For those that continue to purchase the software package outright (that’s still an option), would you be more or less likely to pay the $700 if you knew that it would be given away for free just half a decade later?
- Officially, CS2 is an unsupported and outdated software library. Most programs will not run properly on new computers running Windows 7 or 8 (only in compatibility mode) as well as most recent versions of the Mac OS. Even if you do get some programs to run, it may result in instability problems and a bad user experience, potentially backfiring as a branding tool. (Imagine losing a large project because Adobe crashed in the middle of it)
“Adobe has disabled the activation server for CS2 products, including Acrobat 7, because of a technical issue. These products were released more than seven years ago, do not run on many modern operating systems, and are no longer supported.
Adobe strongly advises against running unsupported and outdated software. The serial numbers below should only be used by customers who legitimately purchased CS2 or Acrobat 7 and need to maintain their current use of these products.”
- Adobe already has its own free version of their most popular product: Photoshop Express. And even though it’s very watered down compared to CS2 or Gimp, perhaps casual Creative Suite software users aren’t their target market for Adobe’s fully featured suite. Adobe CS is meant for the most serious design professionals. Considering the price jump between Photoshop Express (free) and Adobe Photoshop ($700), it may be unlikely that someone interested in free CS2 is ever going to fork over the cash for the current suite. Nobody knows better than Adobe.

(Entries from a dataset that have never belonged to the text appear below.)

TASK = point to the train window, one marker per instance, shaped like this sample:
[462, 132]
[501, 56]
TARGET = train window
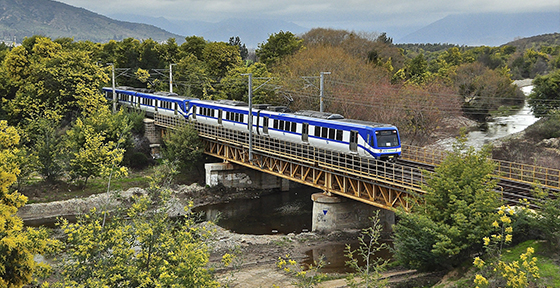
[339, 134]
[332, 133]
[353, 141]
[387, 138]
[265, 125]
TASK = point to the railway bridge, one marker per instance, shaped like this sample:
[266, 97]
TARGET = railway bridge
[381, 184]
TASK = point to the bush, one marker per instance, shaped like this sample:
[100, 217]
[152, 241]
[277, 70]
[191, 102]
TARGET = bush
[545, 128]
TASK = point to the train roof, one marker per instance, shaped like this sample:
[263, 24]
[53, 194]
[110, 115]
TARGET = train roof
[367, 123]
[320, 115]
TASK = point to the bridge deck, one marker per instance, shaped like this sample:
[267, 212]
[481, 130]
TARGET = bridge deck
[379, 183]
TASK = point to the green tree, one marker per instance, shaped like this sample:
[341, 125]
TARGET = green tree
[18, 246]
[370, 272]
[278, 46]
[193, 45]
[235, 86]
[139, 246]
[96, 145]
[52, 78]
[484, 90]
[545, 96]
[46, 139]
[458, 211]
[220, 58]
[243, 52]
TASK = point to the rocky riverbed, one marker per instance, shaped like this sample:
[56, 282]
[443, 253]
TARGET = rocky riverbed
[257, 254]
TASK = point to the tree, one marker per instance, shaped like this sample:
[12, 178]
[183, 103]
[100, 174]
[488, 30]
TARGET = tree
[52, 78]
[96, 144]
[183, 147]
[138, 246]
[243, 52]
[457, 213]
[484, 90]
[278, 46]
[371, 271]
[17, 245]
[235, 86]
[220, 58]
[545, 96]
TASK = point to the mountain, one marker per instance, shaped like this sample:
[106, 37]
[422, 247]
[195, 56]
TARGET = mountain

- Adobe is looking forward to their new business focus: a software subscription model & additional cloud storage services. Users will no longer need to worry about their software going out of date and purchasing more to upgrade just a few features. This new model even has its own free trial, which might not welcome the competition from within. Either way, the last thing Adobe wants to do is encourage use of the old software while they’re trying to sell the new and improved versions.